The finance ministers group held a conference call on Friday, and they were to meet on Monday in Brussels.

German Finance Minister Wolfgang Schaeuble said they had already released 35.5 billion euros ($46.6 billion) in funds to cover eurozone participation in the bond swap, and that the remaining 94.5 billion euros, essentially loans to Athens, will probably be released next week.

"We are not out of the woods but we have taken an important big step," Schaeuble said.

EU Economics Affairs Commissioner Olli Rehn said the result of the swap offer was a "decisive contribution to financial stability in the euro area as a whole."

he head of the International Monetary Fund Christine Lagarde said in Washington: "This is an important step that will dramatically reduce Greece's medium-term financing needs and contribute to debt sustainability."

A large majority of private holders of Greek debt agreed to cancel half the money owed to them, enough for the swap to go forward.

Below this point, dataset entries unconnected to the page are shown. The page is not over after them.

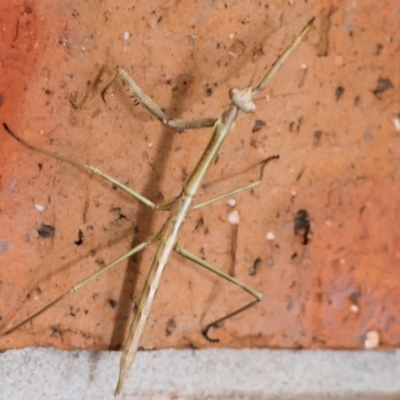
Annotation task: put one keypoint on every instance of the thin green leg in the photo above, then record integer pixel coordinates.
(241, 189)
(187, 254)
(155, 109)
(90, 168)
(85, 281)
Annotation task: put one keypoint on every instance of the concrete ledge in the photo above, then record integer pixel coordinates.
(213, 374)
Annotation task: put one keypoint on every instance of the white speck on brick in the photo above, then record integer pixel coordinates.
(371, 340)
(39, 207)
(270, 235)
(231, 202)
(233, 217)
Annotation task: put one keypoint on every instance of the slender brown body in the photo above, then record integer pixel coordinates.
(241, 100)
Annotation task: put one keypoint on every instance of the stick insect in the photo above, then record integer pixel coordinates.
(242, 100)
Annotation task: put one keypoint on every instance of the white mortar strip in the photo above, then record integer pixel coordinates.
(207, 374)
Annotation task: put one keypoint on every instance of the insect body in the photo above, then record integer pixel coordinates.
(242, 100)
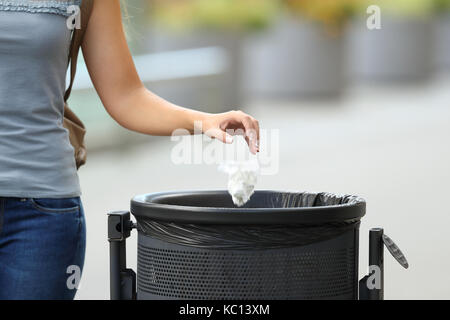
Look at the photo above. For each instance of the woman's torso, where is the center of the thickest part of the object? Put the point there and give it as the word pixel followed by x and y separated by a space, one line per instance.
pixel 36 158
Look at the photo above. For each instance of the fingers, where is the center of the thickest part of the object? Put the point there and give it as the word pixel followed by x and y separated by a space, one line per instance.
pixel 219 134
pixel 251 127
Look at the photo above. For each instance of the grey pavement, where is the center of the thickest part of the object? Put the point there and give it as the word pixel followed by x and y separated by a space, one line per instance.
pixel 389 145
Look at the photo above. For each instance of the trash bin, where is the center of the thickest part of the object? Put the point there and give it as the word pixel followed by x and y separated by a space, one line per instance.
pixel 199 245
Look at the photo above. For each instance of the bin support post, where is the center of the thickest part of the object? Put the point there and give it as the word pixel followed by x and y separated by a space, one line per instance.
pixel 371 287
pixel 122 280
pixel 376 261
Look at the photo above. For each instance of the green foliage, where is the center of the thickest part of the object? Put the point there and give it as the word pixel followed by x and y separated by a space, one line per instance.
pixel 442 5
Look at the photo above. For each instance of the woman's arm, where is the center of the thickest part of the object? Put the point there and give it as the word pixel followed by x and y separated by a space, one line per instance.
pixel 126 99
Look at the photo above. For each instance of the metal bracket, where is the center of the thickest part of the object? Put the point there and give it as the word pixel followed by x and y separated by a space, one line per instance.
pixel 122 280
pixel 377 241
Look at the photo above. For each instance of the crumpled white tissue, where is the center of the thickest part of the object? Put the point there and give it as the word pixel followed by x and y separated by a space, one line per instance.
pixel 242 178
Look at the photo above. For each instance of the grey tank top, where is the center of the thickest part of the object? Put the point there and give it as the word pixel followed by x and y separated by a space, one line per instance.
pixel 36 157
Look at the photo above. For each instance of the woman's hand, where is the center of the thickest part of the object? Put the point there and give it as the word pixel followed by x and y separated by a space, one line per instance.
pixel 129 102
pixel 223 126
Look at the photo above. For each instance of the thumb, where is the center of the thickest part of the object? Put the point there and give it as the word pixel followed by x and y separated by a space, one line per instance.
pixel 219 134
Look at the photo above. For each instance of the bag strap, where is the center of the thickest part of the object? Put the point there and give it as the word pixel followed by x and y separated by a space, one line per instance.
pixel 77 40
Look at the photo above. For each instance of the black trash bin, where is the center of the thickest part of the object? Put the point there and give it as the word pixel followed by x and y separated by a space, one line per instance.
pixel 280 245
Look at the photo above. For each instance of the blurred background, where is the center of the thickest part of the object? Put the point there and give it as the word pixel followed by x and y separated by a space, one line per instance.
pixel 360 111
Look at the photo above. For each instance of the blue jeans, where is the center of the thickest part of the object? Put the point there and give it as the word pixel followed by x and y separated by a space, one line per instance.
pixel 42 247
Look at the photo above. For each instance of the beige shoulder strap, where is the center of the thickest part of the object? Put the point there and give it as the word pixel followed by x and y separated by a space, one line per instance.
pixel 77 40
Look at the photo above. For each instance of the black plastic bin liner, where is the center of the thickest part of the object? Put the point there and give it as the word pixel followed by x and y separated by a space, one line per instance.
pixel 269 220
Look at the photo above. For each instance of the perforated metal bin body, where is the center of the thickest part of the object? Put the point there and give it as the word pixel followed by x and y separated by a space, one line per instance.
pixel 319 269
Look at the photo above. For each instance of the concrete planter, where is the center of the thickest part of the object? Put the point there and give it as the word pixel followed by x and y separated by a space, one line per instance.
pixel 442 41
pixel 217 93
pixel 294 59
pixel 400 51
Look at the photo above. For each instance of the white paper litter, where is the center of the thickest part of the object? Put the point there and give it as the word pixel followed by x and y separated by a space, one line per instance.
pixel 242 178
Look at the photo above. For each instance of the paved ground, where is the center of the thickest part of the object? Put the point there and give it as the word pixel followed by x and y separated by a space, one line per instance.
pixel 390 146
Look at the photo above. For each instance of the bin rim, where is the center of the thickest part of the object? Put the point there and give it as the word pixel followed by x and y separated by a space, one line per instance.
pixel 142 206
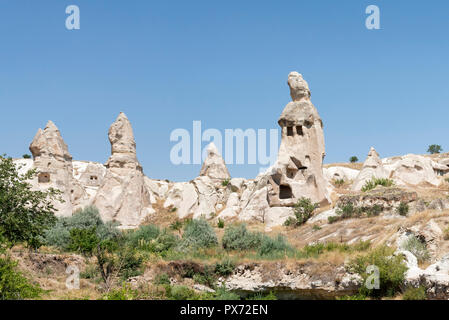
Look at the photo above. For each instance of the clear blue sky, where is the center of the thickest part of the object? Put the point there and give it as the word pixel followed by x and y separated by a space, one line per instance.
pixel 168 63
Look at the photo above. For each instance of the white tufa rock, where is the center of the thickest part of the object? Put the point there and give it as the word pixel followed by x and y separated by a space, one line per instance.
pixel 214 166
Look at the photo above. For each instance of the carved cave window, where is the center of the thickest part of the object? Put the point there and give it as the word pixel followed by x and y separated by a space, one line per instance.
pixel 43 177
pixel 285 192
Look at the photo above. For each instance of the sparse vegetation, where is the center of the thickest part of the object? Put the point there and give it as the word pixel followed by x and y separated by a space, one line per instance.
pixel 303 211
pixel 13 284
pixel 434 149
pixel 237 237
pixel 353 159
pixel 417 247
pixel 391 271
pixel 446 234
pixel 25 214
pixel 339 182
pixel 403 209
pixel 412 293
pixel 374 182
pixel 199 234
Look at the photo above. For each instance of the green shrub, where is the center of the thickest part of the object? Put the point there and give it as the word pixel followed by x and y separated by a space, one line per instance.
pixel 304 209
pixel 162 279
pixel 91 272
pixel 223 294
pixel 237 237
pixel 446 234
pixel 354 297
pixel 392 271
pixel 89 217
pixel 374 182
pixel 13 284
pixel 83 241
pixel 199 234
pixel 403 209
pixel 143 234
pixel 373 211
pixel 225 267
pixel 181 293
pixel 417 247
pixel 332 219
pixel 339 182
pixel 271 246
pixel 415 294
pixel 176 226
pixel 347 211
pixel 25 213
pixel 130 263
pixel 123 293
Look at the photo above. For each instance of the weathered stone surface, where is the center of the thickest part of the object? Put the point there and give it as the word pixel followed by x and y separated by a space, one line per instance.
pixel 414 170
pixel 54 166
pixel 214 166
pixel 386 198
pixel 337 173
pixel 298 170
pixel 372 168
pixel 183 197
pixel 123 195
pixel 434 278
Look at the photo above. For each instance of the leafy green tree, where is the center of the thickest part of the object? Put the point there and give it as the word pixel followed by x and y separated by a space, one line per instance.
pixel 13 284
pixel 25 214
pixel 434 148
pixel 353 159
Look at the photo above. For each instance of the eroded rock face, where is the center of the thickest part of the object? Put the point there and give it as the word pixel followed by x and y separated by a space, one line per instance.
pixel 123 195
pixel 372 168
pixel 298 171
pixel 214 166
pixel 435 278
pixel 415 170
pixel 54 166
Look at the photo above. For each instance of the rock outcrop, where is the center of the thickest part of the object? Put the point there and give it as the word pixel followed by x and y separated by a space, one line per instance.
pixel 297 283
pixel 54 168
pixel 214 166
pixel 123 196
pixel 298 171
pixel 372 168
pixel 415 170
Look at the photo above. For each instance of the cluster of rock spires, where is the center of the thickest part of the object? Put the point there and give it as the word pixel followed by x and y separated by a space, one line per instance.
pixel 124 194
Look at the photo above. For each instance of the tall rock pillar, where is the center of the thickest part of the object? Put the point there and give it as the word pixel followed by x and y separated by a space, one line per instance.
pixel 123 196
pixel 298 171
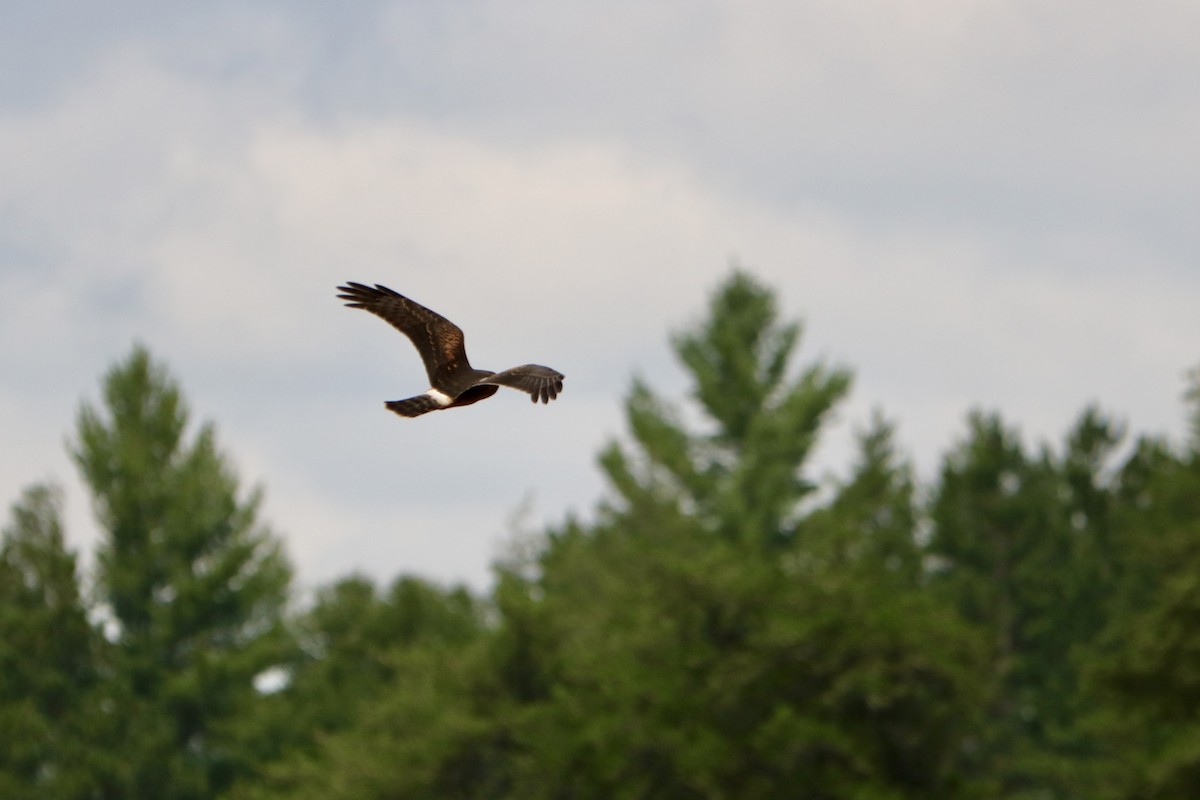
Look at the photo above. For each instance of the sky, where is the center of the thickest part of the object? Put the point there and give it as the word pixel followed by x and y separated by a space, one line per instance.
pixel 970 203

Greek officials said the swap would shave around 100 billion euros from its total debt of roughly 350 billion euros.

The successful debt deal was a key condition of the second bailout, with Greece's parliament having already approved a raft of required measures to help balance the budget and liberalise the economy.

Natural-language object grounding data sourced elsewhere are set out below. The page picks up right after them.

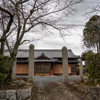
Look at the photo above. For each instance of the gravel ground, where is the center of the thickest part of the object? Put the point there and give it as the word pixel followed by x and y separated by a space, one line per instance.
pixel 55 78
pixel 55 91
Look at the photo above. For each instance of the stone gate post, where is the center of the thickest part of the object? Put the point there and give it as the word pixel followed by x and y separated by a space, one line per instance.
pixel 80 69
pixel 65 64
pixel 31 63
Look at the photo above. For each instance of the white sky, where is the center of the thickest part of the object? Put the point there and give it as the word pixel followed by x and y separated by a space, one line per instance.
pixel 74 40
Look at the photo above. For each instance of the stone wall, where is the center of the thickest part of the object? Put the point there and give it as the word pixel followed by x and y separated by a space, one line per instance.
pixel 15 94
pixel 93 93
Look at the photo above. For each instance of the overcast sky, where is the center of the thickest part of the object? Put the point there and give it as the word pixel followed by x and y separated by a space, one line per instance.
pixel 74 40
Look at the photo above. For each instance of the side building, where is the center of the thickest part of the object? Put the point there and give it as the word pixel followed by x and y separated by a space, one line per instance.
pixel 47 62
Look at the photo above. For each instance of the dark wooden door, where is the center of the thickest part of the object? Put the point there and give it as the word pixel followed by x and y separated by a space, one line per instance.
pixel 42 69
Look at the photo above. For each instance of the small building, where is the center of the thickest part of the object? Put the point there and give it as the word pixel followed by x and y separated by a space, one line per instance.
pixel 47 62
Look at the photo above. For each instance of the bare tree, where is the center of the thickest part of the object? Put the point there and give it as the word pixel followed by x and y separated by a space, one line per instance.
pixel 31 13
pixel 6 19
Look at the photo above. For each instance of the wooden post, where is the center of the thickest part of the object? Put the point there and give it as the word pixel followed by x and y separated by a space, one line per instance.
pixel 31 63
pixel 80 70
pixel 65 64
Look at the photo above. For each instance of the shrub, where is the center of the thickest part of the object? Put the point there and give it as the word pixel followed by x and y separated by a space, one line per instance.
pixel 93 70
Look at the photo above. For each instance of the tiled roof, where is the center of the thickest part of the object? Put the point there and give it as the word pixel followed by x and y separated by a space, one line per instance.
pixel 49 53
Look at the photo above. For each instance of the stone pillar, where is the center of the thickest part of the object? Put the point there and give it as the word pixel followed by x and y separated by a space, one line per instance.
pixel 31 63
pixel 14 70
pixel 65 64
pixel 80 70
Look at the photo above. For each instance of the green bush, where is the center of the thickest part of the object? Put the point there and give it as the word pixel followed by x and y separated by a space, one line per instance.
pixel 93 70
pixel 4 69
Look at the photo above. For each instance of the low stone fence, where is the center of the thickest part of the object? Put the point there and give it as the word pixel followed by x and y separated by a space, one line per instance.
pixel 93 93
pixel 15 94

The swap announcement came shortly before official data showed that the Greek economy, in deep recession, has shrunk even more than expected.

The state statistics agency said the economy had contracted by 7.5 percent in the fourth quarter of 2011, revising a previous 7.0-percent estimate.

On an annual basis, this meant output shrank by 6.9 percent, compared with a previous forecast of 5.5 percent.

The high level of acceptance by private creditors met criteria for the EU and IMF to push on with an even bigger bailout for Greece, and Athens said it would mop up remaining bonds affected by the exchange in the next two weeks.

"Seven billion euros remain in reality," Greek Finance Minister Evangelos Venizelos told a news conference a few hours after the finance ministry said creditors had tendered bonds amounting to 83.5 percent of the debt to be cut.

On the basis of full acceptance, Greece would secure a write-off worth 107 billion euros.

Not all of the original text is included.